Two more showings on bigger screens with big sound of Christopher Nolan pictures before “Oppenheimer” drops: “Tenet,” released during the pandemic, is a big one. Before its eventual release, we previewed: “Are we ready for a glassy, nattily attired, post-Hitchcock globe-girdling suspense thriller (largely shot in Estonia as well as six other countries)? Are we ready to go indoors?” Drafthouse, Monday, July 17, 7pm; Tuesday, July 18, 7pm.
“Interstellar” is bigger: worlds between worlds.

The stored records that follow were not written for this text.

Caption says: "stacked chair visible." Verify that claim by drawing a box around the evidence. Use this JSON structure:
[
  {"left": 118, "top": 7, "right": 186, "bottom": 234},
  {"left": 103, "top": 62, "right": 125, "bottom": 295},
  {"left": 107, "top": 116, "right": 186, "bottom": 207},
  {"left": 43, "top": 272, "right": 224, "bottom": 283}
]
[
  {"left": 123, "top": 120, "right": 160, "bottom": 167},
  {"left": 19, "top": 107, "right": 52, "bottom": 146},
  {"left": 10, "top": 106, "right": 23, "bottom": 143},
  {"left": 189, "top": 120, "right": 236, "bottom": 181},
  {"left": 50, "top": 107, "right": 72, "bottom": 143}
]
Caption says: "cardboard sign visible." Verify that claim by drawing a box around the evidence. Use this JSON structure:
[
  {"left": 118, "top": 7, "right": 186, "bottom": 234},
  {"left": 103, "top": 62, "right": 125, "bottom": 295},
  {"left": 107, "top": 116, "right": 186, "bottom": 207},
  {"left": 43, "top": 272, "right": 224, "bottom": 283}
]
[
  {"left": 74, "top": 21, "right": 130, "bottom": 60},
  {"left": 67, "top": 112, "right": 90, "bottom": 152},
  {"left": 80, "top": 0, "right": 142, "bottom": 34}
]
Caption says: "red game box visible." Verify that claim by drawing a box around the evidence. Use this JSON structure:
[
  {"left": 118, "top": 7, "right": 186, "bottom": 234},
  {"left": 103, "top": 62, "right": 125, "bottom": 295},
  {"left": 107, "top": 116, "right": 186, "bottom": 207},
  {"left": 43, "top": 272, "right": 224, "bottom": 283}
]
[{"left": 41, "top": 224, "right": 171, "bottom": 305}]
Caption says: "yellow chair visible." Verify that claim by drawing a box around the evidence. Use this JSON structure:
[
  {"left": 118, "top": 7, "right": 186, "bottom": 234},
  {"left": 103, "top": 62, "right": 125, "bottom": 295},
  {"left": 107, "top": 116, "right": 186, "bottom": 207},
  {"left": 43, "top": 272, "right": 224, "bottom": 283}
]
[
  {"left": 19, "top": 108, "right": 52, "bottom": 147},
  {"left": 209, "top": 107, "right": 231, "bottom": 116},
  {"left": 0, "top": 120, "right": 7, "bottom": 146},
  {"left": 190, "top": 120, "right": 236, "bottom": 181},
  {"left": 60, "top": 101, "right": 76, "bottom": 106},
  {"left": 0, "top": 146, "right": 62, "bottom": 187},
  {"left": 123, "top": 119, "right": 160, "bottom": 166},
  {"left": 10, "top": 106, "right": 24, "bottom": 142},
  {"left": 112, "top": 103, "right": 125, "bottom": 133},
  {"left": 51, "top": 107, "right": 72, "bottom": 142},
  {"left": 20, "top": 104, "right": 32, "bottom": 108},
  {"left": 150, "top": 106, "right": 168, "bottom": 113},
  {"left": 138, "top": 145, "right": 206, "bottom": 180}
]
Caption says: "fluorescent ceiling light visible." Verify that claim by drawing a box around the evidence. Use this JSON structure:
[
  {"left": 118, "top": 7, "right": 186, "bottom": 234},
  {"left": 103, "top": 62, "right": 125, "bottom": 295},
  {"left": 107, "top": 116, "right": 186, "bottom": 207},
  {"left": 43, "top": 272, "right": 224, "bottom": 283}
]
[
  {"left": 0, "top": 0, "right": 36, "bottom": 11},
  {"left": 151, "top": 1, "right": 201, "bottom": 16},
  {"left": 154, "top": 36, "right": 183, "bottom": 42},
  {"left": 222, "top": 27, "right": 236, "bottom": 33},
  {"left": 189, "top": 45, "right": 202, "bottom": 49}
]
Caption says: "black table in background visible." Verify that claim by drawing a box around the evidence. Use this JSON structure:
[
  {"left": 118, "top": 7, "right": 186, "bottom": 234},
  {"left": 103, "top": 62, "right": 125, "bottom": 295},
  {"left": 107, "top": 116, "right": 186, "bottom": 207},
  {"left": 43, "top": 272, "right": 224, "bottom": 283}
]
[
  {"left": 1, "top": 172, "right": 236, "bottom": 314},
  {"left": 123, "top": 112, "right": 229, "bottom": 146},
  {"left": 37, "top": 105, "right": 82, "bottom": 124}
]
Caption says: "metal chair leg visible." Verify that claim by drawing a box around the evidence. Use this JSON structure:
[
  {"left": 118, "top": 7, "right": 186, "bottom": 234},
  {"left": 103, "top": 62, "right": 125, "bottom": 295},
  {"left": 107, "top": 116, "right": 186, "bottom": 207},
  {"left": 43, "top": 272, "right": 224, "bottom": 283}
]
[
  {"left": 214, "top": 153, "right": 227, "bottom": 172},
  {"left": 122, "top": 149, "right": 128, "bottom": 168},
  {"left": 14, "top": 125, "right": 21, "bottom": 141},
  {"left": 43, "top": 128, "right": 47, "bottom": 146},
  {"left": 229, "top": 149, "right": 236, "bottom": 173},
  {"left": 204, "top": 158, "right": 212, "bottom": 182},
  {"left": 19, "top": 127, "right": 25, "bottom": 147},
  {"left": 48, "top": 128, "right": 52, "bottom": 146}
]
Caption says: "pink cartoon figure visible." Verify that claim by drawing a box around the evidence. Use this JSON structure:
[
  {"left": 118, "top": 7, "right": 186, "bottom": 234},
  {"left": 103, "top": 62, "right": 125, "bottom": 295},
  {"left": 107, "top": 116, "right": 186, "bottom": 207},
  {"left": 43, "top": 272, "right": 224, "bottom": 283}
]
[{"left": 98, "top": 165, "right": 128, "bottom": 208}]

Drafthouse, Saturday, July 15, 3:45pm; Sunday, July 16, 11am and 3:45pm.
Joe Dante’s small “Small Soldiers” (1998) is also large: it’s a canny critique of the military-media industrial complex, as you’d expect from the maker of “Gremlins 2: The New Batch” and other darting delights. Jonathan Rosenbaum is at his cynical best in chronicling its reception here. Drafthouse, Wednesday, July 19, 7pm.
Charlie Chaplin’s “Monsieur Verdoux: A Comedy Of Murders” (35mm): a disillusioned Little Tramp could kill you all. Chicago Film Society at NEIU, Wednesday, July 19, 7:30pm.